Если иногда и задумывался, то бесплодно.

…На фронте, в первые месяцы войны, читая трофейные газеты, журналы, военные документы и слушая немецкое радио, я понимал, что их сводки и корреспонденции часто куда правдивее наших. А их статьи про нас, показания военнопленных, перебежчиков и рассказы жителей оккупированных областей были и не только выдуманными и не слишком преувеличенными.

Все это я объяснял так: гитлеровцы хитроумно используют „малую правду“ фактов, событий, обстоятельств, чтобы пропагандировать величайшую ложь нацизма. А нам приходится из-за неблагоприятных условий скрытничать, а в иных случаях даже врать, отстаивая и утверждая нашу всемирно-историческую правду.

В годы войны и потом в тюрьме я рассуждал менее примитивно и менее цинично, чем в пору юношеского радикализма. Но понадобилось еще не меньше двух десятилетий, прежде чем я стал различать понятия искренность и нравственность. Искренним бывает и злодей-фанатик, когда его слова и поступки соответствуют его убеждениям. А нравственен лишь тот, кто постоянно сверяет свои убеждения с жизнью, с тем, куда ведут слова и поступки, определяемые его убеждениями (Достоевский).

И еще позднее начал я сознавать, что „нравственность человека лучше всего выражается в его отношении к слову“ (Лев Толстой). „Убийство правдивого слова… было одним из самых черных злодейств, совершаемых десятилетиями“ (Лидия Чуковская).

Поднимаясь из редакционно-типографского подвала наверх, я окунался в океан знаний. На лекциях и семинарах старался ничего не упустить. Записывал все возможно подробнее. Читал все, что было обязательным, все, что преподаватели называли „факультативным“, не обязательным, выискивал и такие книги, которые вовсе не называли. И, разумеется, хвастался каждым подобным „встречным планом“.

Профессор философии В.Чемоданов (брат московского лингвиста) доказывал, что Фалес, Демокрит и Аристотель — прямые предшественники марксистского материализма, что Спиноза был чистейшей воды материалистом и атеистом, а Гегель стал по-настоящему велик и гениален лишь после того, что Маркс и Энгельс перевернули его диалектику „с головы на ноги“. Тогда как без этого он повинен во многих грехах, и Ленин справедливо писал на полях его сочинений: „врет, идеалистическая сволочь!“

Профессор математики Воробьев так понятно и увлекательно объяснял нам основы аналитической геометрии, дифференциального исчисления, интегрирования и теории вероятности, что мы прощали ему явно примиренческое отношение не только к старинным идеалистам Декарту, Ньютону, Лейбницу, но и к „неисправимому махисту“ Эйнштейну.

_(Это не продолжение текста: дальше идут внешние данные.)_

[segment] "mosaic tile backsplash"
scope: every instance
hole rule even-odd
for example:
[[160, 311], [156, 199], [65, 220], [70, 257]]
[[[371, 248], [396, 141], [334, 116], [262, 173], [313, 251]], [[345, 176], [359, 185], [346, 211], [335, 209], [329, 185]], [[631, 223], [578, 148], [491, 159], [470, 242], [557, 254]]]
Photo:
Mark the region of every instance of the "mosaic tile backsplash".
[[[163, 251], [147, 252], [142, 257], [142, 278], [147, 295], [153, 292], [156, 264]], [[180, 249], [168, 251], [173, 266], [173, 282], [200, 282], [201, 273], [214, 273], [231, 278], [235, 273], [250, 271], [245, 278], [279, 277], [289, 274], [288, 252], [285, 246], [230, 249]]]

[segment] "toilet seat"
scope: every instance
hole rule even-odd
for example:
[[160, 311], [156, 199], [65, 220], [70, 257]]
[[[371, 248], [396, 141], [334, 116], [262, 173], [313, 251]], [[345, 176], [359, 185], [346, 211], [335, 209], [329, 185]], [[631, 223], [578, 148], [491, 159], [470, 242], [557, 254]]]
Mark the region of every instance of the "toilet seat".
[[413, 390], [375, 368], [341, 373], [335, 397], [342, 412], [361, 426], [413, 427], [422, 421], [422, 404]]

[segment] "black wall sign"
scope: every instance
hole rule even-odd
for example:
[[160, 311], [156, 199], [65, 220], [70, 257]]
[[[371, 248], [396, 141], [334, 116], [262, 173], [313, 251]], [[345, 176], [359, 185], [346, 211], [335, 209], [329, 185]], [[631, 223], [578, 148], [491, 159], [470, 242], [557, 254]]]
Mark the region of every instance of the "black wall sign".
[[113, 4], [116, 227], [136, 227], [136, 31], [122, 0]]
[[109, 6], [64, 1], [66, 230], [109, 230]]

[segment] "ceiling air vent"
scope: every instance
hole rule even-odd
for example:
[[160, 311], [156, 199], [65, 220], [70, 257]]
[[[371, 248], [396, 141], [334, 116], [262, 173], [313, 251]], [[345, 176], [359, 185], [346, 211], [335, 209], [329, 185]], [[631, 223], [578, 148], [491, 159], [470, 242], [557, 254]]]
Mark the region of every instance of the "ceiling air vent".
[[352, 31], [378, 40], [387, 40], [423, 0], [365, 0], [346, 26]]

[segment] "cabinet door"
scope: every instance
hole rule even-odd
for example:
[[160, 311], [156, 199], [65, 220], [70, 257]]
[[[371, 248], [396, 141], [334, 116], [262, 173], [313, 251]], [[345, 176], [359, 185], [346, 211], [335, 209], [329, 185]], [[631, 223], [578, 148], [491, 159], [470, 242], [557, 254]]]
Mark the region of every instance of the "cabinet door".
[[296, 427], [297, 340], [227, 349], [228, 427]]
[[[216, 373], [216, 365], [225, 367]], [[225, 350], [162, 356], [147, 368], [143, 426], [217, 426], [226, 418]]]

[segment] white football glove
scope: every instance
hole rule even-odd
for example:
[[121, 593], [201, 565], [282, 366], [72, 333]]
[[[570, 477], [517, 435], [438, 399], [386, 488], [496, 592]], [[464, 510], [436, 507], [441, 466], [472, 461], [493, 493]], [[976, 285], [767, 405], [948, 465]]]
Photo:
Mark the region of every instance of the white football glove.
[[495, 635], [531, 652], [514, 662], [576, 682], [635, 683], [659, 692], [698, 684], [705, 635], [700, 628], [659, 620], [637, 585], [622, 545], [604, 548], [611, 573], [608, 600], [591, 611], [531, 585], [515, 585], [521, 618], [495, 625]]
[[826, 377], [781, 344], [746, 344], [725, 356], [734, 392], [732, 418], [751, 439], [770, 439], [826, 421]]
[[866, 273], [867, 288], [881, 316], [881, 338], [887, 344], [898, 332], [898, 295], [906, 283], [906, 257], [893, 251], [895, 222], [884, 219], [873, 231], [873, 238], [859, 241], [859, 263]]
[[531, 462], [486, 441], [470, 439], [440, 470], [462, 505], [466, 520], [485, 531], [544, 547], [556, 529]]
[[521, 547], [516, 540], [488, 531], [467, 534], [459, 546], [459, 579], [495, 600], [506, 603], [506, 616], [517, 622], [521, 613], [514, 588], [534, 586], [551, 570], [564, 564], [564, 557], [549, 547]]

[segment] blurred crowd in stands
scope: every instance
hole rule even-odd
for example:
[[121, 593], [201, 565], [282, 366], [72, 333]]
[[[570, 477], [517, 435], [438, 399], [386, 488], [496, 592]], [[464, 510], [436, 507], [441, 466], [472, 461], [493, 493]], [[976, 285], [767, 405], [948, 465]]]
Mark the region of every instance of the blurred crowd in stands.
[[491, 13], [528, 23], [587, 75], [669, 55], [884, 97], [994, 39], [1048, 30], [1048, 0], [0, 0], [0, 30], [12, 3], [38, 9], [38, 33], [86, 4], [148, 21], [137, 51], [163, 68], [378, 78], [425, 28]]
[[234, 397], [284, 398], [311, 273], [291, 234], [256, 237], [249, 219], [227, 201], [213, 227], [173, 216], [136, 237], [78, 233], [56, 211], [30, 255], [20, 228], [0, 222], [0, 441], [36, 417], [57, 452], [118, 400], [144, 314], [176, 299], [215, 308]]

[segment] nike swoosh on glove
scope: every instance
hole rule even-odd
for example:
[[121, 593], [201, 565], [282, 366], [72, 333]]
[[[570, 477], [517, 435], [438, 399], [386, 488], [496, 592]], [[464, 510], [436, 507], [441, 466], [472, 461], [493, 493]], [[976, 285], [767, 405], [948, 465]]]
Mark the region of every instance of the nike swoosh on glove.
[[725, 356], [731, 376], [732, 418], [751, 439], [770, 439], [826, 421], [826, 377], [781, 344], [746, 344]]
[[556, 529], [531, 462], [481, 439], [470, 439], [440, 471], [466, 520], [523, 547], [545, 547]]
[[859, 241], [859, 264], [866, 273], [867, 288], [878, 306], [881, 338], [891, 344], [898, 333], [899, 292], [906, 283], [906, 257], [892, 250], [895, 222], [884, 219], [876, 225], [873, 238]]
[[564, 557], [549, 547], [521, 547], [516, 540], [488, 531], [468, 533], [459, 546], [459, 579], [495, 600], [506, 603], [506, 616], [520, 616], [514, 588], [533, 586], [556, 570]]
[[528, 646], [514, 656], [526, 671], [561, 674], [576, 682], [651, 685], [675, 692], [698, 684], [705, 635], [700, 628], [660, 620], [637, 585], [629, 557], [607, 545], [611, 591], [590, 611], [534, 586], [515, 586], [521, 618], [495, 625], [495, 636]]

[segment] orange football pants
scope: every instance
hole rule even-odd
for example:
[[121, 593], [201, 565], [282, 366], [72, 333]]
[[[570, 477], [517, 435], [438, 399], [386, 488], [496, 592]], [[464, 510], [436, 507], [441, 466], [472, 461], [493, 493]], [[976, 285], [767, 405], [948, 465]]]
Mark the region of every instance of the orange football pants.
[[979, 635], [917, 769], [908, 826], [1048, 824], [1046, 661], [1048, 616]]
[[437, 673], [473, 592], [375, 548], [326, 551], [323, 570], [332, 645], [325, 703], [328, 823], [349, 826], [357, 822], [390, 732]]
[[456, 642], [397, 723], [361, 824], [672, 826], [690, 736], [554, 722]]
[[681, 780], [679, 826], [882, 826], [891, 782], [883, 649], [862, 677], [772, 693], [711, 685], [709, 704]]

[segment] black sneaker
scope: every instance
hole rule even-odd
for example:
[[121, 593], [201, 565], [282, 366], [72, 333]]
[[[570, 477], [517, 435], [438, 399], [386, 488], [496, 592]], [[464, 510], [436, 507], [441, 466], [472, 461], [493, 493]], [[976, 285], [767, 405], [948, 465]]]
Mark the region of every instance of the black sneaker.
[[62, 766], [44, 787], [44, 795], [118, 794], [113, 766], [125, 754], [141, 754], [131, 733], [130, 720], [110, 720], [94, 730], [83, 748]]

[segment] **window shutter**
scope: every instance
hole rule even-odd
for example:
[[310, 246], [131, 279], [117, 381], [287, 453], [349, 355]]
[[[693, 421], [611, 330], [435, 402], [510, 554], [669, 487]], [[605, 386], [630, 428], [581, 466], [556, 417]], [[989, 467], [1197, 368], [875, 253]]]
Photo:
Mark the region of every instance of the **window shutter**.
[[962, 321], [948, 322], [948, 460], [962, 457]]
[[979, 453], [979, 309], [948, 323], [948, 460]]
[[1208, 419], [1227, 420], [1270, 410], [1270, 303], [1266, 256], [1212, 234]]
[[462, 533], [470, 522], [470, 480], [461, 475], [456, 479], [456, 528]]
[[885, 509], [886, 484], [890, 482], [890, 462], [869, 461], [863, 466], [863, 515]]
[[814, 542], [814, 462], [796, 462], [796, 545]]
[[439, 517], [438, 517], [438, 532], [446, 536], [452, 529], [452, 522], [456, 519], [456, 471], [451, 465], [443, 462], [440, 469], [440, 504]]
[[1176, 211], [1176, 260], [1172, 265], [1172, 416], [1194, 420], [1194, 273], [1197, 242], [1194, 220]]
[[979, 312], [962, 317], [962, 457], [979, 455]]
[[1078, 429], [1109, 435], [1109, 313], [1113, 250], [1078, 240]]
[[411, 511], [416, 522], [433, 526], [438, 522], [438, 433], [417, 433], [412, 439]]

Политэкономию читал маленький подслеповатый лысый профессор, страстно влюбленный в „Капитал“. Он говорил о нем вдохновенно и косноязычно, как говорят о женщине или о стихах. Меня он заразил этой влюбленностью. До глубокой ночи, не уставая, читал я и конспектировал; старался уследить за каждым движением властных мыслей, то плавно растекающихся до необозримой широты, то стремительно порывистых, круто поворачивающих молнийными зигзагами, то нагромождающих утомительные подробности, сложные умозрения, то вспыхивающих поэтической метафорой, шуткой или врастающих в зримо пластический образ. Главу о первоначальном накоплении читал и впрямь, как поэму.

Профессор истории, пожилая неулыбчивая „парт-тетя“, говорила не столько о событиях и фактах, сколько о различных порочных концепциях и теориях. В лекциях по античной истории она прежде всего изобличала всяческие буржуазные, фашистские и „социал-фашистские“ толкования, опровергала зловредного Каутского, который представлял раннее христианство источником социалистических и коммунистических идей.